The Time of Green Ginger by Armstrong King
This book made a deep impression on me, in a way that I did not expect. I already wrote some of my impressions here and here, but I can't let it go without sharing a few more things from the book and telling you about the ending. (I don't feel too badly about the spoilers, because I have strong doubts about the likelihood of anyone finding and reading this book.)
I never did figure out what the title means, so if they give awards for obscure titles, this books is a strong candidate. I don't even know if "green ginger" is a particular kind of ginger, or if it means "unripe ginger." I don't understand the significance of the "time" of green ginger. I'm guessing that it's either an Australian expression, or a dated expression from the 1930's or 40's, with connotations long since lost.
None of the characters were memorable or finely drawn, but they weren't meant to be. Each character is pretty much "everyman," or rather, "everyjew," "everyarab," or "everybrit." They stand in for their type, so it is not necessary for them to grow or change as characters, only to act in character.
As I mentioned before, every perspective is given even treatment, and so, though the book, we understand how each group feels. Whether we agree with their methods or not, we understand to some extent why they act as they do, and we feel along with them that the difficulties are too complex to unravel. When dialogue takes place between groups, one character usually misunderstands another, or one is deliberately concealing something, or just blatantly lying. "Aggressive negotiations" rule the day. Please forgive the non-pc nature of the following quotes.
Spoken by one of the British:
"I'm told nobody stays straight here. Either you build the Arab up into a paragon of virtue, or you see him as a stinking wog. As for the Jew, he's always the devil or the saint. Everybody sees what he wants to see in this country--at least, that's what they tell me."

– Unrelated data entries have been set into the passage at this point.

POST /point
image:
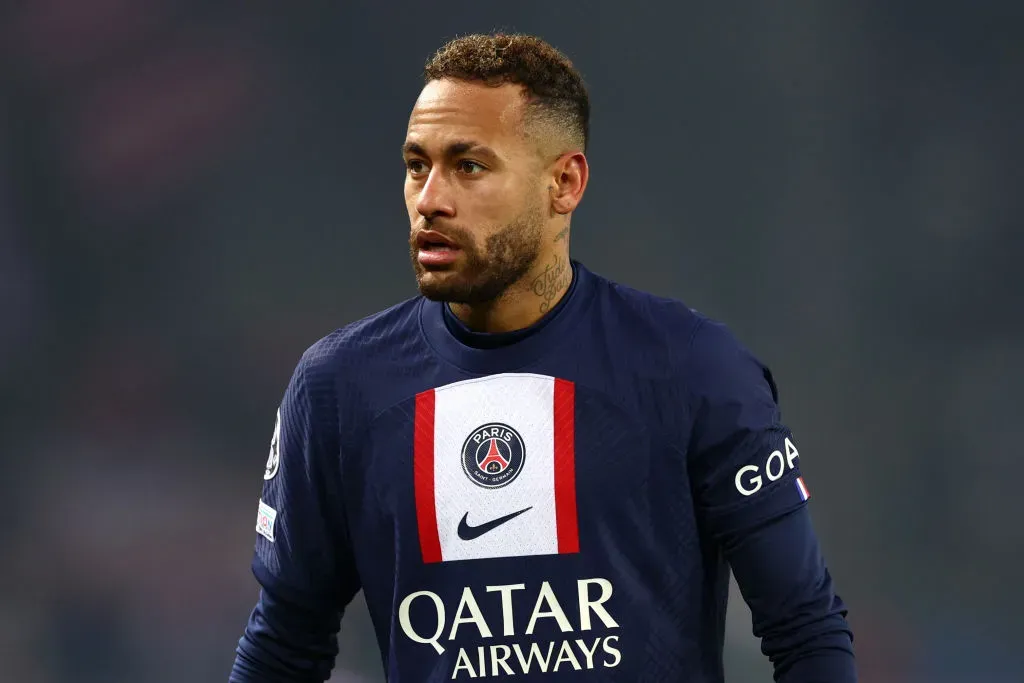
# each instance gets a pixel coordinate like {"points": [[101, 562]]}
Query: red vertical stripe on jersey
{"points": [[423, 469], [565, 512]]}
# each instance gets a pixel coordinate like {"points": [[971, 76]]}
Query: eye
{"points": [[470, 167], [415, 166]]}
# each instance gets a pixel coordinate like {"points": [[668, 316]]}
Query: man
{"points": [[529, 470]]}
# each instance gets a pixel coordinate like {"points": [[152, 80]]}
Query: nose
{"points": [[435, 196]]}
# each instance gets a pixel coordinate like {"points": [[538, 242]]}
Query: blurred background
{"points": [[194, 191]]}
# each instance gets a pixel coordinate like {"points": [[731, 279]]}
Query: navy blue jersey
{"points": [[561, 503]]}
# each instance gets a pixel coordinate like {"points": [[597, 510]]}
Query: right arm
{"points": [[303, 559]]}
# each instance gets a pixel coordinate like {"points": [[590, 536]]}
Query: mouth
{"points": [[432, 241], [434, 251]]}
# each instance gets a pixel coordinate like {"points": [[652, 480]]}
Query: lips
{"points": [[432, 240], [435, 251]]}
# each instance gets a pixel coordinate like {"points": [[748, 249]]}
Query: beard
{"points": [[482, 275]]}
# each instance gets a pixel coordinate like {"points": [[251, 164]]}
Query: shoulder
{"points": [[355, 348], [699, 350], [646, 322]]}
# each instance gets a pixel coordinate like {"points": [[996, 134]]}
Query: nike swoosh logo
{"points": [[467, 532]]}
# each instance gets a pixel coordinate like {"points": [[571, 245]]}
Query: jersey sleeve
{"points": [[302, 548], [750, 492], [743, 461]]}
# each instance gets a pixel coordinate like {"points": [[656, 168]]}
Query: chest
{"points": [[509, 465]]}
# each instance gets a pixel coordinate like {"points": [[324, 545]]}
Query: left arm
{"points": [[751, 496]]}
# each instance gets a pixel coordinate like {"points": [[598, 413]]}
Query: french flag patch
{"points": [[802, 488]]}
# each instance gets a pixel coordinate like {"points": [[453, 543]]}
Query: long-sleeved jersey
{"points": [[561, 503]]}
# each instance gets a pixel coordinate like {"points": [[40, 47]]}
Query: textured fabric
{"points": [[609, 516]]}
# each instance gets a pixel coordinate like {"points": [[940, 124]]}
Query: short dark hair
{"points": [[554, 88]]}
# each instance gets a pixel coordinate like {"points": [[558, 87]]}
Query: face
{"points": [[474, 191]]}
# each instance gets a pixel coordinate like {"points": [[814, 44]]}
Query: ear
{"points": [[568, 180]]}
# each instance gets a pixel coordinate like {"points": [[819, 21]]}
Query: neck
{"points": [[525, 302]]}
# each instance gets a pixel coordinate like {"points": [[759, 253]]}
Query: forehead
{"points": [[449, 110]]}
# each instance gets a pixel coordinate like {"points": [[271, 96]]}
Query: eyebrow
{"points": [[456, 148]]}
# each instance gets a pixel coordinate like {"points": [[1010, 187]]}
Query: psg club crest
{"points": [[493, 456]]}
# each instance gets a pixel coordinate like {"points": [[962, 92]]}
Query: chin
{"points": [[439, 285]]}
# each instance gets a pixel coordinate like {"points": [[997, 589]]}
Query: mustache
{"points": [[458, 236]]}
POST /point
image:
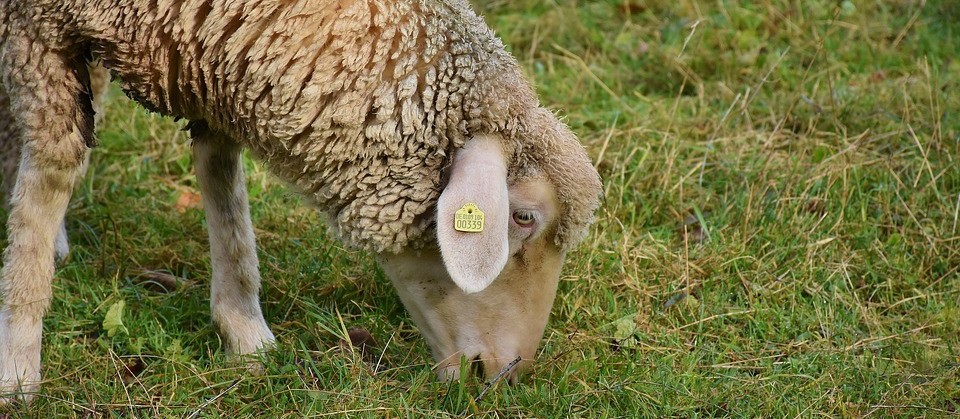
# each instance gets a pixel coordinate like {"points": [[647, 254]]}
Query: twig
{"points": [[215, 398], [496, 379]]}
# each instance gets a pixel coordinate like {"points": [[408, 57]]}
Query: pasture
{"points": [[778, 238]]}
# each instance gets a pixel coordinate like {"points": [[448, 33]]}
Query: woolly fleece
{"points": [[358, 103]]}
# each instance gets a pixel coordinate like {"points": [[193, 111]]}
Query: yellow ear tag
{"points": [[468, 218]]}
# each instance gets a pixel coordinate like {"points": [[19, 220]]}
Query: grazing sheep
{"points": [[387, 115]]}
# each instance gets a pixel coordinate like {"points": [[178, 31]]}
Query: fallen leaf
{"points": [[113, 321]]}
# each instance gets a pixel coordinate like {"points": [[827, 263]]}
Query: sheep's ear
{"points": [[479, 177]]}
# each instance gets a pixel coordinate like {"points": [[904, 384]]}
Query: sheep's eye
{"points": [[523, 217]]}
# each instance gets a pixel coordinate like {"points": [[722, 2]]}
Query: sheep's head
{"points": [[487, 294]]}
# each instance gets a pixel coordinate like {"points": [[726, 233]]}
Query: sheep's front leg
{"points": [[10, 145], [50, 98], [235, 288]]}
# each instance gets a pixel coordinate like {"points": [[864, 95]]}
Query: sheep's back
{"points": [[357, 103]]}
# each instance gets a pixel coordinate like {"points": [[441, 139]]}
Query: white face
{"points": [[506, 319]]}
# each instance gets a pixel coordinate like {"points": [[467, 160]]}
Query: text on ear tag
{"points": [[468, 218]]}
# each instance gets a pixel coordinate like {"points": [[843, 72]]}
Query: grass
{"points": [[779, 236]]}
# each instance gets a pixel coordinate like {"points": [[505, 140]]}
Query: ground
{"points": [[779, 236]]}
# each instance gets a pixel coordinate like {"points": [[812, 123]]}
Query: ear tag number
{"points": [[468, 219]]}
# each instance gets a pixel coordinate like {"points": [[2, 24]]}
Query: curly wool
{"points": [[358, 103]]}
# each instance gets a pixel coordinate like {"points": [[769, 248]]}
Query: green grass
{"points": [[779, 236]]}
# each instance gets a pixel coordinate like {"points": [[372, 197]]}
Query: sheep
{"points": [[391, 117]]}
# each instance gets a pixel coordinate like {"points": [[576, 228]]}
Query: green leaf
{"points": [[113, 321]]}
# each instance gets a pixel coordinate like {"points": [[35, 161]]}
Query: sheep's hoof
{"points": [[14, 392]]}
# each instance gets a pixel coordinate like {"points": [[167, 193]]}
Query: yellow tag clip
{"points": [[468, 218]]}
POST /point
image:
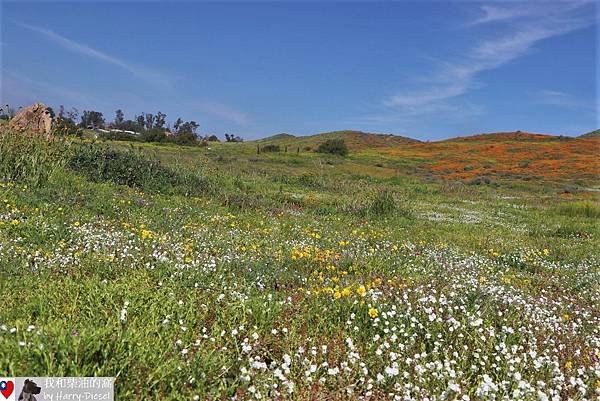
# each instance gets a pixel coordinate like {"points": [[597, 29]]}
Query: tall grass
{"points": [[29, 158], [587, 209], [138, 169]]}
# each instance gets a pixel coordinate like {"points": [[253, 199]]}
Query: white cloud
{"points": [[220, 111], [560, 99], [143, 73], [527, 27]]}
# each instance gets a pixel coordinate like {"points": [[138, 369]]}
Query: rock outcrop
{"points": [[36, 118]]}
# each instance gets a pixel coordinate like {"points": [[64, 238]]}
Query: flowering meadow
{"points": [[303, 277]]}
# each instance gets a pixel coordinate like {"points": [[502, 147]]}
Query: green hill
{"points": [[355, 140]]}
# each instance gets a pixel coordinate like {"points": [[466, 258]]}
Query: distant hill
{"points": [[355, 140], [505, 136], [591, 134]]}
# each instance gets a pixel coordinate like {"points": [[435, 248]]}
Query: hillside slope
{"points": [[356, 140]]}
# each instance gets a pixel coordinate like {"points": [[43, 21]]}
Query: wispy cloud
{"points": [[20, 89], [560, 99], [527, 26], [221, 111], [141, 72]]}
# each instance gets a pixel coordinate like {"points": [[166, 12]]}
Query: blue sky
{"points": [[426, 69]]}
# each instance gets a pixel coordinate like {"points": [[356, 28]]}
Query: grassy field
{"points": [[461, 270]]}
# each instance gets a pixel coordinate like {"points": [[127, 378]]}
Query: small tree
{"points": [[119, 118], [93, 119], [334, 147]]}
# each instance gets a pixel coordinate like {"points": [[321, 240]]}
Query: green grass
{"points": [[117, 265]]}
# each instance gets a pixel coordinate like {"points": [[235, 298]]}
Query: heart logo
{"points": [[6, 388]]}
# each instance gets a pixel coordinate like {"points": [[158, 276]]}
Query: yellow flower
{"points": [[146, 234]]}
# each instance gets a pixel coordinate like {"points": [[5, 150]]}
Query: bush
{"points": [[186, 138], [118, 136], [334, 147], [30, 158], [580, 209], [134, 168], [271, 148], [383, 203], [65, 127], [153, 135]]}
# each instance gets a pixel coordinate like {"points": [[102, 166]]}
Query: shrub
{"points": [[118, 136], [334, 147], [271, 148], [580, 209], [134, 168], [186, 138], [153, 135], [383, 203], [65, 127], [31, 158]]}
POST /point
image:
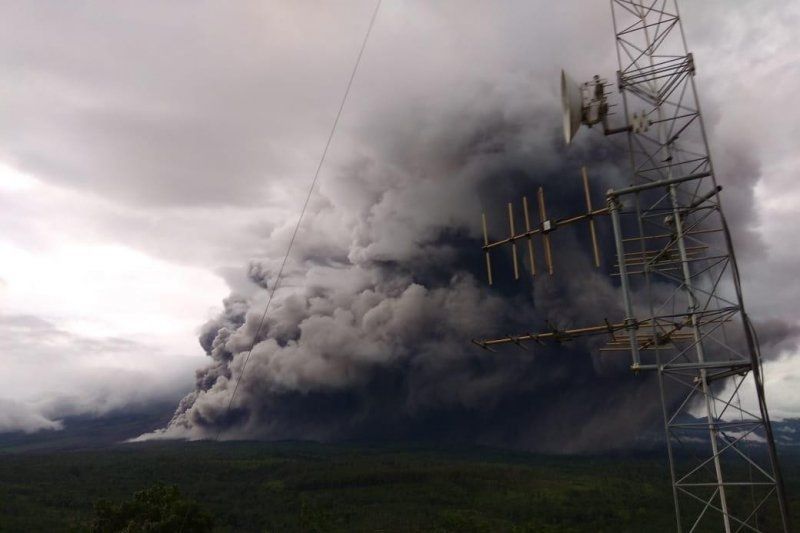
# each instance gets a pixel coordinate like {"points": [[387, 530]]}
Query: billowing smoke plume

From a British soldier musing on God's working in Israel and historical precedent:
How was one to reconcile death and mutilation with a Divine Plan? He poured another whiskey. Terrorism was cowardly and easy when you knew the victim would swallow his anger and smash no skulls. What would happen if the hot-heads were allowed to fight terror with terror? It would be easy, so despicably easy, to mine Jewish homes, schools and synagogues; to fight fire with fire. He knew what the Romans would have done--the furor Romanus, like the furor Teutonicus, would have left no stone standing.
The rational of a Jewish terrorist, concerning the bombing of the King David Hotel:
This was to be the big demonstration, this was to direct the eyes of the world upon a Britain which refused, even at this late hour, to open the floodgates of Jewish immigration. This was to the be most spectacular breakthrough in modern publicity; this was to take fire into the lion's den, and bring down approbation and contempt upon a blustering Army.
The thoughts of a potential Arab terrorist upon seeing Britain's forbearance after the bombing:
"Is it possible that great and mighty Britain, who has given our country away, is nothing more than a pregant camel, a rotten pumpkin? All these years we have sat at a graveside, deeming it a fortress!" And they howled derision at all things British, declaring by the very God himself that the British were afraid of the Jews! "For how can it be otherwise?" they asked. "How can it, when the British sit in their army camps and no man's hand is raised in revenge?"
Toward the end of the book, a few minor characters wandered back into the story to remind us that, in addition to the British, the Jews, and the Arabs, there was a helpless minority in Palestine as well--Christians who belongs to neither of the other groups, who viewed Palestine as home, but were neither Arabs nor Jews. They knew they were hated by both larger groups, and would have no protection after Britain withdrew.
One of these characters is an old man, who has spent his life building a stone wall around his property, which sits on a hill. He finishes the wall just before he dies, and is buried near it. The British have been using his property as an outpost, and on the day the British are withdrawing from Palestine, a few British soldiers are saying their farewells to some Arab friends while they wait for transport. Before their own trucks come, Jewish fighters arrive and take them prisoner, hoping to establish themselves on the protected hillside. Thus, Brits, Arabs, and Jews are behind the wall when Arab fighters from below begin launching mortars over the wall. Explosion after explosion kills them all--the enemies die together, and the carefully constructed wall is no protection at all. And that is the end. I'm not saying any of this eloquently, but the message could not have been clearer if it had been written out in black and white.
I wasn't expecting a happy ending, and I already knew that the author did not strongly favor one group over another. He seems to have seen the difficulties, and believed that mutual destruction was the most likely end to the situation. I found the book so timely because of the frank discussion of terrorism, various responses to terrorism, and the results of those responses--all free from the jargon and baggage of our own political climate.
I don't think it would be easy to acquire a copy of this book, but I say without hesitation that it would be worth the time and trouble--not because it is great literature, but because it has a message from the past that directly addresses an important issue for our time as well, and that message is delivered in a manner that carries more weight than any political rhetoric could ever hope to do. And it would make a great movie. Should I draft a screenplay?